INTRODUCTION AND IMPORTANCE

Asplenia syndrome, along with its associated congenital abnormalities such as diaphragmatic hernia and scoliosis, presents significant diagnostic and therapeutic challenges. This case highlights the complexity of surgical management of a hiatal hernia in a pediatric patient with congenital scoliosis and asplenia syndrome, which was associated with multiple congenital anomalies, including congenital heart disease and gastrointestinal malformations. The case underscores the necessity of a multidisciplinary and coordinated surgical approach to optimize patient outcomes.

CASE PRESENTATION

A 3-year-old female with a history of transposition of the great arteries, atrioventricular septal defect, secondary atrial septal defect, and pulmonary stenosis presented with congenital scoliosis, postprandial dyspnea, and choreiform movements.
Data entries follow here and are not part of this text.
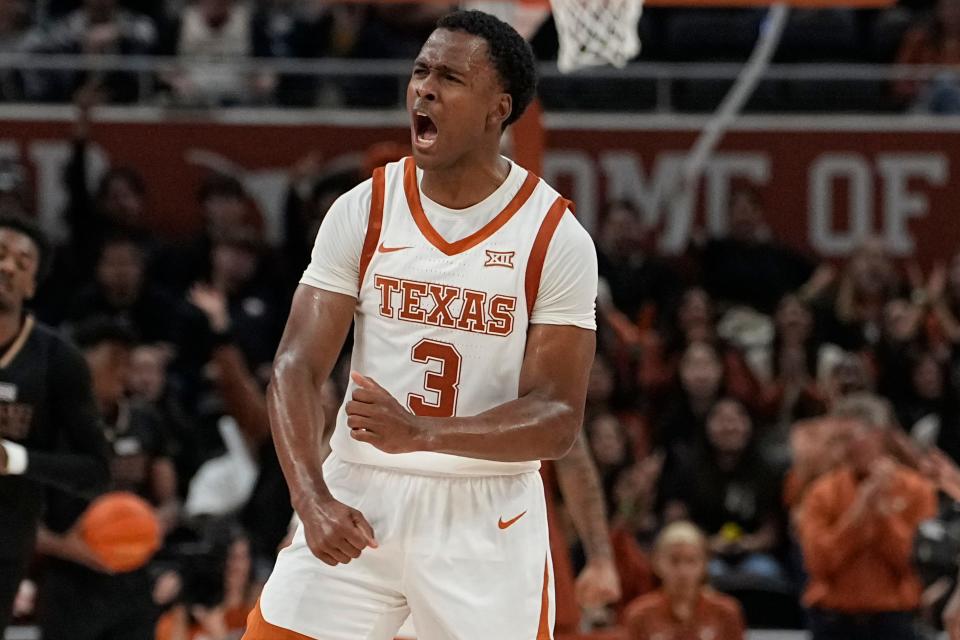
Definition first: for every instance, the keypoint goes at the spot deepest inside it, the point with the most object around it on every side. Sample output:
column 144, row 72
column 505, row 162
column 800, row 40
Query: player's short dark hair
column 29, row 228
column 510, row 54
column 93, row 332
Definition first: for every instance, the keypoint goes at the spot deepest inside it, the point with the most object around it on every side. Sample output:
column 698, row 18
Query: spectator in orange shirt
column 857, row 525
column 684, row 608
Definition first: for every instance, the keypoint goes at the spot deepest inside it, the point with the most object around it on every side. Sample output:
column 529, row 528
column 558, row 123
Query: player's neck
column 466, row 183
column 10, row 323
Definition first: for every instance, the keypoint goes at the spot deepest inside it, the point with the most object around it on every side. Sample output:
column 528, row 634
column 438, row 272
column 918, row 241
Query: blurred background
column 182, row 154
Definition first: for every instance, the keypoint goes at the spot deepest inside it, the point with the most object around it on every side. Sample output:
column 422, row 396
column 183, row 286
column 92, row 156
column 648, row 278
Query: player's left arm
column 82, row 467
column 598, row 584
column 541, row 424
column 544, row 420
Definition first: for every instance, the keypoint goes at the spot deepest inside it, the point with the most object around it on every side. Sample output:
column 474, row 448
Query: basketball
column 122, row 531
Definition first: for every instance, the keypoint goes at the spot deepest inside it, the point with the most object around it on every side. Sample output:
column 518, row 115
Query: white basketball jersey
column 443, row 325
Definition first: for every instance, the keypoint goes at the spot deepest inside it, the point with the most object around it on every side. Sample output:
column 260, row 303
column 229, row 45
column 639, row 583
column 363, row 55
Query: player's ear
column 501, row 110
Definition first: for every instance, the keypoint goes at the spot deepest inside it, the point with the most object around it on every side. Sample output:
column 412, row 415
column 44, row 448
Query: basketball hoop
column 591, row 32
column 596, row 32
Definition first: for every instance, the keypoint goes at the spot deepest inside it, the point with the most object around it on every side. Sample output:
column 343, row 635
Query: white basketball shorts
column 466, row 557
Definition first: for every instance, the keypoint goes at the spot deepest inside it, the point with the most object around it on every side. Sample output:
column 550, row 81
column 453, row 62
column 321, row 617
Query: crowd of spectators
column 194, row 35
column 803, row 415
column 783, row 428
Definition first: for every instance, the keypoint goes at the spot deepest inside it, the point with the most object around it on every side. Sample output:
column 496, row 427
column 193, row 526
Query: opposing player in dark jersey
column 50, row 435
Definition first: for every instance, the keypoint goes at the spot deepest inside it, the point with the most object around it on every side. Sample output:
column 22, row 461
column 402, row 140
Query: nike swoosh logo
column 383, row 249
column 504, row 525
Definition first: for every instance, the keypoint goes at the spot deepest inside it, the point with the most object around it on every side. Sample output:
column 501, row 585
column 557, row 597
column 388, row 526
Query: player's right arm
column 320, row 317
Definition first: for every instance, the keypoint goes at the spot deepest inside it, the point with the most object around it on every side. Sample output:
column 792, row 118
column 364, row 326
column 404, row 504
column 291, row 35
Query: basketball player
column 49, row 431
column 472, row 288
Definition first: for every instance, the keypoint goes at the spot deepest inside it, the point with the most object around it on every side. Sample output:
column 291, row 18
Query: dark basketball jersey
column 47, row 406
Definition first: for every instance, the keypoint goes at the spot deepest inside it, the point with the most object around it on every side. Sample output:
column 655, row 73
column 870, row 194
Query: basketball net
column 591, row 32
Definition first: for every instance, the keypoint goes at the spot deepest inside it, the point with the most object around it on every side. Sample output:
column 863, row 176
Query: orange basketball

Radiological evaluation revealed scoliosis due to hemivertebrae and a large hiatal diaphragmatic hernia, with herniation of the stomach and pancreas into the thoracic cavity within the hernia sac.

CLINICAL DISCUSSION

In cases like this, surgical intervention primarily aims to relieve respiratory distress and enhance gastrointestinal function. The strategy employed in this instance involved reducing the herniated stomach, reestablishing the position of the pylorus without performing fundoplication, and repairing the esophageal hiatus by approximating the diaphragmatic crura.

CONCLUSION

This case emphasizes the critical role of early surgical intervention in patients with complex congenital defects to alleviate symptoms and prevent complications. A timely, well-coordinated surgical approach resulted in favorable postoperative outcomes, with resolution of gastrointestinal symptoms and improved quality of life.